Yes, yes – the bad sex award. All very TITter-worthy and purient, and in many ways deserved : (Fustar takes pains to look at the Giles Coren bit). Nevertheless for all this jocularity, it does tend to ignore the fact that describing sex is actually quite HARD. You can go down the comparative line where your metaphors are like to crumble under the weight of their pretension. You can go crude and heavy on the slang, hello Irvine Welsh. You can get overtly biological: and treat the whole thing like a science experiment (use of word vagina nearly always signals this coldly clinical approach). Or just say “They fucked”.

There is something grand about hunting down the sex scenes in bonkbusters: Jackie Collins books are often bound to fall over at the pages where Lucky bites her lip til it bleeds to stop from moaning in ecstacy.
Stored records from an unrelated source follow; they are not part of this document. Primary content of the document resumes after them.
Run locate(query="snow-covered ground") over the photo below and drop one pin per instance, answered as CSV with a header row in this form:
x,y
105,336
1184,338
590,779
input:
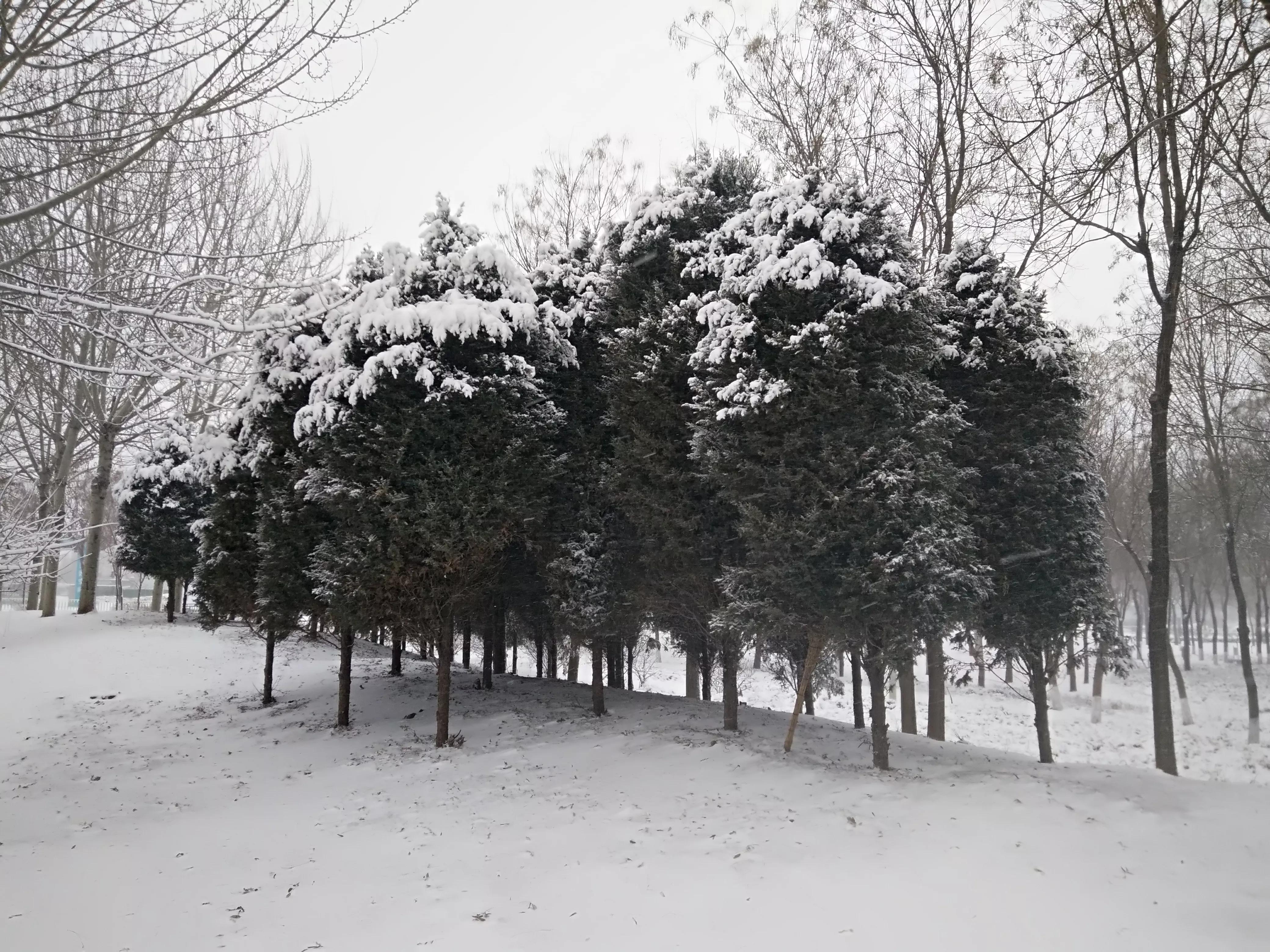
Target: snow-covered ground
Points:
x,y
148,803
1000,715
But nevertheless the unwitting humour in these sequences (especially when taken out of context) is a little bit unfair. For all we know (and I am unlikely to read it) Giles Coren uses pop culture references for all of his characters actions in Winkler. Does ejaculating three thick stripes like Zorro really stand out if he also “chops carrots, his hands a blur. Like the Flash?” Or “He wore red underpants. Like Superman“. Or even “He suffered a mild anaphylactic reaction where parts of his body swelled uncontrollably whenever he ate spinach. Like Popeye.”

Sex is tricky to describe, and funny. But then lots of things are difficult to describe. A decent breathless action sequence in a book can, when broken down, make very little sense at all. Conversations in novels are not like they are in real life (why should sex be?) And have you ever sat down with a photofit when a character is being facially described?